Once upon a time there lived a family of programming bears.
Each morning mammy bear, daddy bear and baby bear would rise and eat breakfast together in their secluded cottage deep in the forest before whipping out their three laptops to spend hours cheerily writing Java code.
One day, while the bears were out shopping, professor of automation theory and software engineering, Maria G. Locks, stumbled upon the cottage while lost in the woods. Cupping her hands against the glass as she peered through a window she spied the glowing screens of three laptops and immediately smashed her way inside.
She sat at the first laptop, cracked its password and pored over the Java source code. It was a frightful mess. With just a few, monstrous classes containing thousand-line-long functions, the structure gashed her soul. Distraught, she moved to the second laptop and cracked its password. A rancid splurge of code vomited itself up onto the screen, this time with hundreds of fiddly packages hosting hundreds of tiny classes, each in turn baring masses of disjointed functions. Cracking a final password she sank weeping before the third laptop.
This code was beautiful.
The packages were neither too big nor too small, neither too many nor too few. The well-proportioned classes housed coherent implementation detail. The functions, appropriately information-hidden, performed single tasks without fuss.
Then the three bears burst in through the front door and daddy bear roared with murderous rage at the sight of the intruder. Professor Locks, screaming, leaped to her feet. Mammy bear shrieked something about porridge and a bed but no one could really remember how the tale ended so the whole thing was just abandoned.
When is our software neither over-encapsulated, with too many packages and classes, nor under-encapsulated, with too few? When is it just right?
Let us try to answer these questions by modeling a Java program.
Novices often ask, "How many classes should you have?" Though unaware of their omission, they are actually asking, "How many classes should I have to satisfy a particular constraint?" We, too, must choose our constraint. Real-world constraints usually relate to the problem-domain but, wishing our model to be as widely-applicable as it is simple, we shall choose as our constraint that we want to minimize the number of potential dependencies that our system can support. That is, we wish to minimize the system's potential coupling.
Though simple, our choice is not without merit, for we wish (deep breath) to minimize the cost of developing our software and that means minimizing ripple-effect updates by minimizing the number of dependencies involved and that means minimizing the conditions that encourage dependency-formation and that means minimizing the number of potential dependencies.
Eyebrows no doubt rise at such rattling chains of logic but the prize - that of an objective measure of how many functions, classes and packages we should have - might be worth some leeway.
Our model is based on two assumptions: one sensible, one completely bonkers.

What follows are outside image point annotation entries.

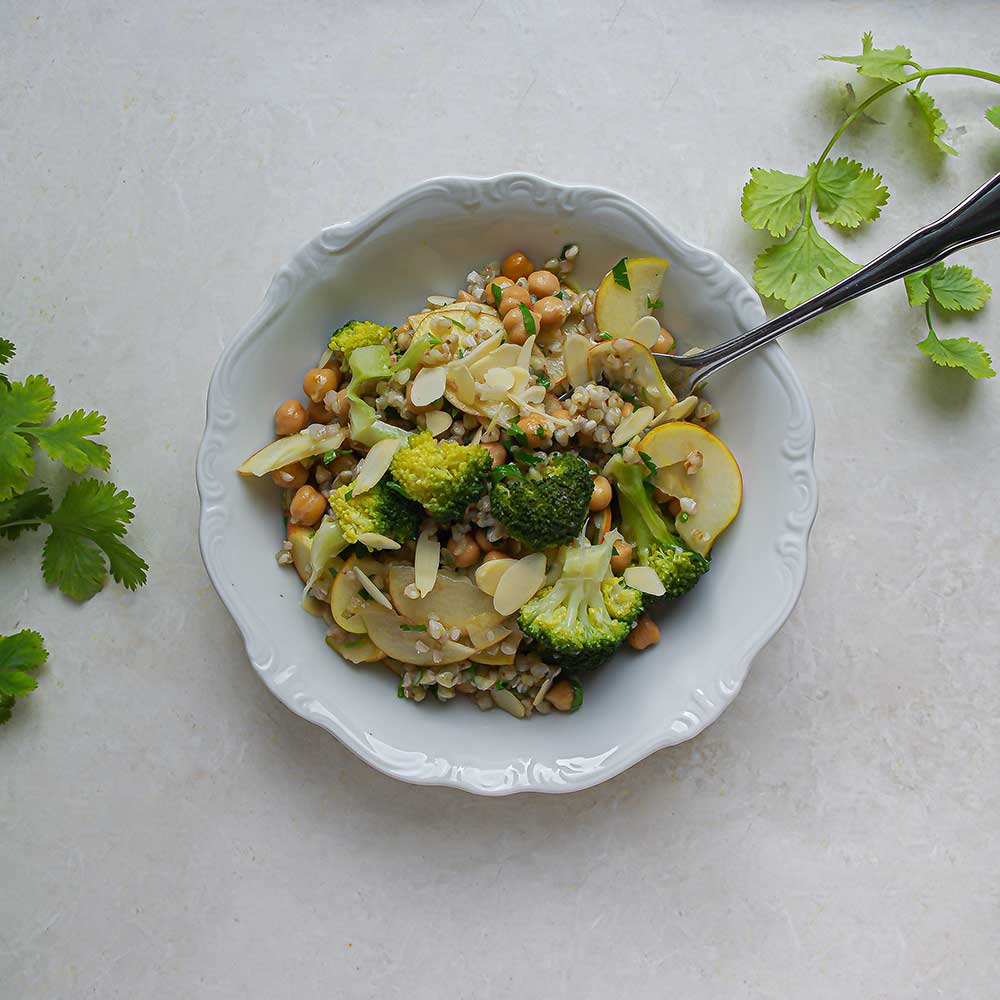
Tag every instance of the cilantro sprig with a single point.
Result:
(844, 194)
(85, 531)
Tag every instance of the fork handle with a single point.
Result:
(973, 221)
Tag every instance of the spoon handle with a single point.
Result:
(977, 219)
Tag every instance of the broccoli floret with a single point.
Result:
(442, 476)
(369, 364)
(574, 623)
(382, 510)
(548, 505)
(677, 566)
(359, 333)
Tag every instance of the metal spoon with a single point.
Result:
(976, 220)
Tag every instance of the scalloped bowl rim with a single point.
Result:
(525, 778)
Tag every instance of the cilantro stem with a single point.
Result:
(918, 77)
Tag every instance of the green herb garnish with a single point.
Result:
(620, 273)
(529, 320)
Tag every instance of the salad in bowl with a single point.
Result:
(489, 496)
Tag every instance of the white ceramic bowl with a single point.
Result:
(381, 267)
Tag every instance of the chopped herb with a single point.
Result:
(649, 463)
(503, 471)
(518, 434)
(529, 320)
(620, 273)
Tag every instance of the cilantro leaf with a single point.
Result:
(20, 655)
(66, 442)
(847, 193)
(958, 352)
(891, 65)
(772, 200)
(86, 530)
(954, 288)
(620, 273)
(31, 506)
(802, 267)
(934, 119)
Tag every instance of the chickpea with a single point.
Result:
(537, 430)
(320, 413)
(622, 558)
(542, 283)
(319, 381)
(646, 633)
(464, 551)
(513, 324)
(601, 496)
(497, 452)
(552, 311)
(511, 297)
(665, 343)
(436, 405)
(560, 696)
(291, 477)
(517, 266)
(307, 506)
(290, 417)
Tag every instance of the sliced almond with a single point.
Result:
(426, 561)
(375, 464)
(488, 574)
(437, 422)
(524, 358)
(376, 594)
(633, 424)
(290, 449)
(575, 350)
(644, 578)
(428, 386)
(500, 378)
(508, 701)
(519, 584)
(645, 331)
(373, 540)
(465, 384)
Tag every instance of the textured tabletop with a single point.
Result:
(169, 830)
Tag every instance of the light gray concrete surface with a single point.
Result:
(169, 830)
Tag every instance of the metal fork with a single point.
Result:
(977, 219)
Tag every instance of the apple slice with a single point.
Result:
(631, 369)
(716, 487)
(616, 308)
(356, 648)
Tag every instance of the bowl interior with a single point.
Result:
(428, 245)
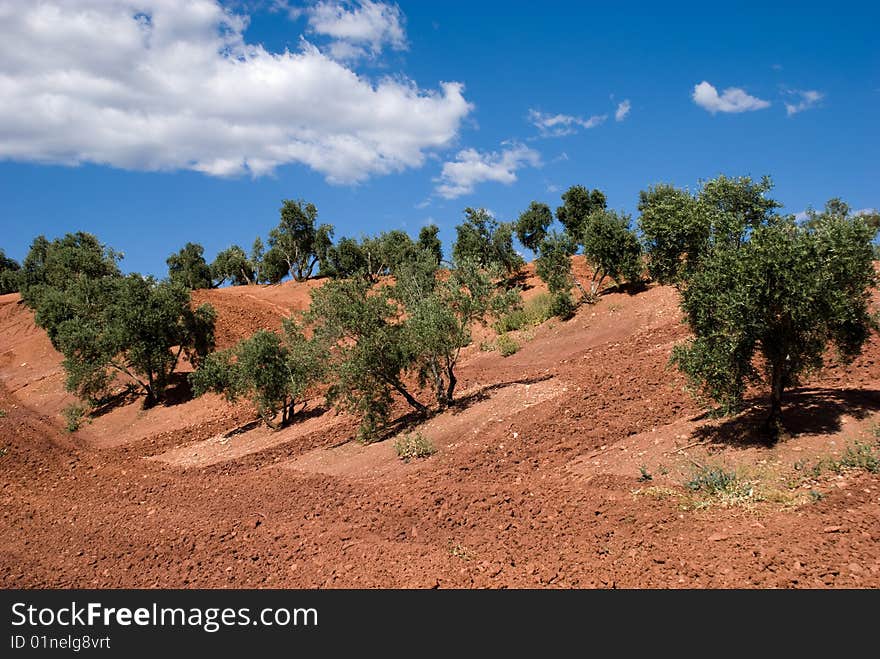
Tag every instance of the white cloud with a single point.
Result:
(166, 85)
(558, 125)
(472, 167)
(357, 28)
(732, 99)
(809, 98)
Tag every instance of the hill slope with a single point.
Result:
(563, 465)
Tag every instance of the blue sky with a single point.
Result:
(152, 125)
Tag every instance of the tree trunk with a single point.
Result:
(773, 425)
(409, 398)
(450, 387)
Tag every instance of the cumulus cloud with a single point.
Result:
(559, 125)
(732, 99)
(166, 85)
(472, 167)
(808, 98)
(357, 28)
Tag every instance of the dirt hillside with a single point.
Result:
(576, 462)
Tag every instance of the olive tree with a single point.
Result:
(604, 237)
(439, 314)
(297, 241)
(781, 291)
(369, 356)
(680, 228)
(532, 224)
(274, 372)
(188, 267)
(489, 243)
(612, 249)
(429, 241)
(232, 264)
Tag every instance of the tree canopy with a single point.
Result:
(297, 242)
(784, 292)
(188, 267)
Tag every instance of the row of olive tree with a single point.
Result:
(753, 283)
(300, 247)
(369, 340)
(604, 237)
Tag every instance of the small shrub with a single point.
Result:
(860, 456)
(414, 445)
(460, 551)
(510, 322)
(507, 346)
(563, 306)
(73, 416)
(533, 312)
(539, 308)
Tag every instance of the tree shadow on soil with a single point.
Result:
(484, 393)
(413, 419)
(811, 411)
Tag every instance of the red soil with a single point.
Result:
(535, 482)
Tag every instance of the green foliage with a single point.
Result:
(782, 291)
(9, 274)
(370, 355)
(274, 266)
(856, 456)
(233, 265)
(735, 206)
(674, 230)
(377, 336)
(531, 227)
(578, 204)
(76, 261)
(414, 446)
(73, 416)
(712, 481)
(297, 242)
(429, 241)
(374, 257)
(679, 229)
(554, 268)
(140, 330)
(274, 372)
(188, 267)
(440, 312)
(258, 252)
(534, 312)
(345, 259)
(612, 249)
(507, 346)
(104, 323)
(486, 242)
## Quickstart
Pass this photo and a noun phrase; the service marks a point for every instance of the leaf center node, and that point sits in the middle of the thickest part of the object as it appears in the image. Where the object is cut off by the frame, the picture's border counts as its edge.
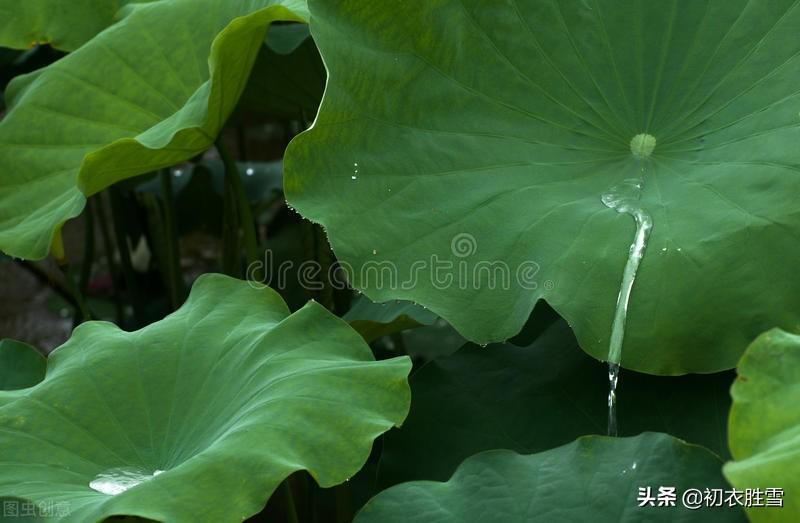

The first assumption is that our system consists of n functions. Our task is find the number classes and packages over which we should distribute these n functions so that we minimize the potential coupling.
The second assumption is that all functions will be evenly distributed over all classes and packages, that each class will have d functions visible to other classes in the package and that each package will have the same number, d, functions visible to other classes in other packages.
See? Bonkers.
But not without a smidgen of rationale. We know that evenly-distributing functions minimizes potential coupling in almost all cases. Because potential coupling rises with the square of number of elements that can see one another, if a class has twice as many functions then it will have four times as much potential coupling.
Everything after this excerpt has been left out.